Définir la résidence des données et le périmètre opérationnel
Précision dans les déclarations de localisation
Les équipes d’approvisionnement posent une question simple : « Où sont nos données ? »
La réponse est rarement simple. Les applications SaaS modernes s’appuient sur une infrastructure distribuée. Un « serveur » unique n’existe pas. À la place, nous avons des compartiments de stockage (buckets), des bases de données, des caches et des réseaux de distribution.
Pour satisfaire un examen de sécurité, nous devons aller au-delà des codes pays. Nous devons définir le périmètre de la déclaration.
Les trois couches de la localisation des données
Lorsque nous parlons de « données », nous abordons trois catégories distinctes. Une réponse précise traite chacune d’entre elles.
1. Contenu client
C’est la valeur centrale.
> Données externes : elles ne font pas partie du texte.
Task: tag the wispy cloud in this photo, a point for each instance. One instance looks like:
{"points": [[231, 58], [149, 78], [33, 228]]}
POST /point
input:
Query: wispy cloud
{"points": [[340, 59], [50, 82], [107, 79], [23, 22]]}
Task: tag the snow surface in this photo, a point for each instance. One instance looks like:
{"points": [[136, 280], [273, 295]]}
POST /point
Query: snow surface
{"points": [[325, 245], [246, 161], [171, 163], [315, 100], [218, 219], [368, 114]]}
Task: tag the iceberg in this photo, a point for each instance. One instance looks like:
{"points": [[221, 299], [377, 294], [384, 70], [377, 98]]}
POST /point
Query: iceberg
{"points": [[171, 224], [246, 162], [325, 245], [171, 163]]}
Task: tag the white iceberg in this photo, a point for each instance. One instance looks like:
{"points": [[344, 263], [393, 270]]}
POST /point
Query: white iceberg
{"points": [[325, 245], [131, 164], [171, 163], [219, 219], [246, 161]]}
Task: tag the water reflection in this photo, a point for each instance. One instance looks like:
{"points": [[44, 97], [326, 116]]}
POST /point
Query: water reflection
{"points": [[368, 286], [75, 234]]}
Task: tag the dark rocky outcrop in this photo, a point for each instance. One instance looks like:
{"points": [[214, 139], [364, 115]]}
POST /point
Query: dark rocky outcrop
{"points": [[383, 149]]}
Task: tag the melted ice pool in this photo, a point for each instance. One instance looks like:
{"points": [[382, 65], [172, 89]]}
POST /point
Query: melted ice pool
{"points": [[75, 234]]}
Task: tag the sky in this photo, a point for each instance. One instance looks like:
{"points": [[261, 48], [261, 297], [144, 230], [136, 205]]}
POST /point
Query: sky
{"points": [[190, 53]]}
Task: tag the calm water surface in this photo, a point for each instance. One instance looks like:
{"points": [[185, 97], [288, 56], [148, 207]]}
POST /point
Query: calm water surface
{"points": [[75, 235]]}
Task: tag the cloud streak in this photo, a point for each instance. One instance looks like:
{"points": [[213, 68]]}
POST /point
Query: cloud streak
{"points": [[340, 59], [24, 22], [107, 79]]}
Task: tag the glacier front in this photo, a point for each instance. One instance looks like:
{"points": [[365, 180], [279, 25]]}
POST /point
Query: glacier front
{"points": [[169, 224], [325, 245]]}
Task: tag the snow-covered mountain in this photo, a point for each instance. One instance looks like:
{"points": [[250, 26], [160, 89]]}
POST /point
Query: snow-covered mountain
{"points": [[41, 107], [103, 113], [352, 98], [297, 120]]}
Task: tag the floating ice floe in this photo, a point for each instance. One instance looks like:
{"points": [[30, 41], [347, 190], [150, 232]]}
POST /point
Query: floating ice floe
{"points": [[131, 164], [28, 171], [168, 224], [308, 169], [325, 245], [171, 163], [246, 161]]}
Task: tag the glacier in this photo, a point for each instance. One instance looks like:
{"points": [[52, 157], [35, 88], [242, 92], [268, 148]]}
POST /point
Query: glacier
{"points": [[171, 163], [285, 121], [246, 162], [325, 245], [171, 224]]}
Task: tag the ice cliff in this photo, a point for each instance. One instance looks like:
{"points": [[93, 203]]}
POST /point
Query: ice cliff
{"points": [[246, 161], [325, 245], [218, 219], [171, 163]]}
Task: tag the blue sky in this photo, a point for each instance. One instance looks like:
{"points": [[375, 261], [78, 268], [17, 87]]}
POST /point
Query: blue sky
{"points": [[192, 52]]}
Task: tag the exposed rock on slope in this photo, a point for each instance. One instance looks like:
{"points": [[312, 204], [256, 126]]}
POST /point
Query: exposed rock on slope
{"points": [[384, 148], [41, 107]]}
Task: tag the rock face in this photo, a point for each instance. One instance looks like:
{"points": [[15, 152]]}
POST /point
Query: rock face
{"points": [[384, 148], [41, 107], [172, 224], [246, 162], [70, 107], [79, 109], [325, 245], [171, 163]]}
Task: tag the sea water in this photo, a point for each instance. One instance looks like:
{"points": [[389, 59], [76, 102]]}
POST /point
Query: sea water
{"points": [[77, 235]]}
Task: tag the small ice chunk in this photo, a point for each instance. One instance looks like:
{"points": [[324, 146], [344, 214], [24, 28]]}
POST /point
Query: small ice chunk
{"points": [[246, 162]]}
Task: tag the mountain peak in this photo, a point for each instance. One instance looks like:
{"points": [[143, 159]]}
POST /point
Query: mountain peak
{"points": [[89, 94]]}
Cela inclut les fichiers, documents et enregistrements de décision que vous téléchargez vers un espace de travail.
Pour les opérateurs européens, ces données doivent résider sur une infrastructure physiquement située au sein de l’EEE. C’est l’exigence de base pour de nombreuses industries réglementées.
- Périmètre : Stockage de fichiers (blobs) et enregistrements de bases de données contenant du texte généré par l’utilisateur.
- Mécanisme : Sélection régionale dans la configuration du fournisseur de cloud (par exemple, AWS Francfort ou Stockholm).
- Vérification : La liste des sous-traitants identifie le fournisseur de cloud principal et sa région.
2. Métadonnées de service
Les métadonnées décrivent le contenu. Elles incluent les noms de fichiers, leur taille, les adresses e-mail des utilisateurs et les horodatages.
Les métadonnées sont essentielles au fonctionnement de l’application. Elles permettent au système de lister les fichiers sans les télécharger. Souvent, les métadonnées résident dans la même région que le contenu. Cependant, des services de routage globaux peuvent traiter des métadonnées transitoires pour diriger le trafic.
- Périmètre : Journaux (logs) d’utilisateurs, structures de répertoires, listes d’accès.
- Mécanisme : Bases de données d’applications et journaux du fournisseur d’identité.
3. Accès opérationnel
Il s’agit de la couche la plus critique et la plus négligée. Les données peuvent se trouver à Francfort, mais si un administrateur dans un pays tiers peut les lire, la déclaration d’« hébergement » est fragile.
La véritable souveraineté implique un contrôle d’accès effectif. Elle pose la question de savoir où se trouvent les équipes de support et d’ingénierie.
- Périmètre : Accès de maintenance, tickets de support et récupération du système.
- Mécanisme : Politique opérationnelle et restrictions contractuelles (Clauses Contractuelles Types).
- Vérification : Les mesures organisationnelles du fournisseur et les rapports de transparence.
Le parcours de vérification
La confiance nécessite des preuves. Un responsable des achats ne doit pas accepter une simple affirmation marketing. Il doit rechercher la « pile de preuves » (Proof Stack).
Déclaration : « Nous hébergeons et opérons en Europe. »
Périmètre : S’applique à tout le contenu de l’espace de travail et aux métadonnées persistantes.
Mécanisme :
- Hébergement : L’infrastructure principale est située dans une [Région spécifique, ex: Allemagne].
- Opérations : Le personnel ayant un accès à la production est employé par des entités européennes ou lié par des accords de protection des données conformes aux normes de l’UE.
Vérification :
- Liste des sous-traitants : Confirme le fournisseur d’infrastructure et son emplacement.
- Accord de traitement des données (DPA) : Lie juridiquement le fournisseur à des mécanismes de transfert et des emplacements spécifiques.
- Journaux d’audit : Démontrent l’absence d’accès non autorisé depuis l’extérieur de la frontière définie.
Pourquoi est-ce important ?
Le risque est une fonction de l’exposition.
Si les données restent en Europe, mais que des équipes de support dans une autre juridiction y accèdent, la protection juridique du RGPD peut être diluée. Les forces de l’ordre étrangères pourraient théoriquement contraindre l’accès via l’équipe de support.
Nous recommandons de définir la « Frontière des données » (Data Boundary). Cette frontière inclut les disques durs, les câbles réseau et les personnes qui détiennent les clés. Lorsque ces trois éléments restent dans la juridiction, le profil de risque est stable.
Demandez la frontière. Vérifiez les sous-traitants. N’acceptez rien de moins qu’un périmètre clair.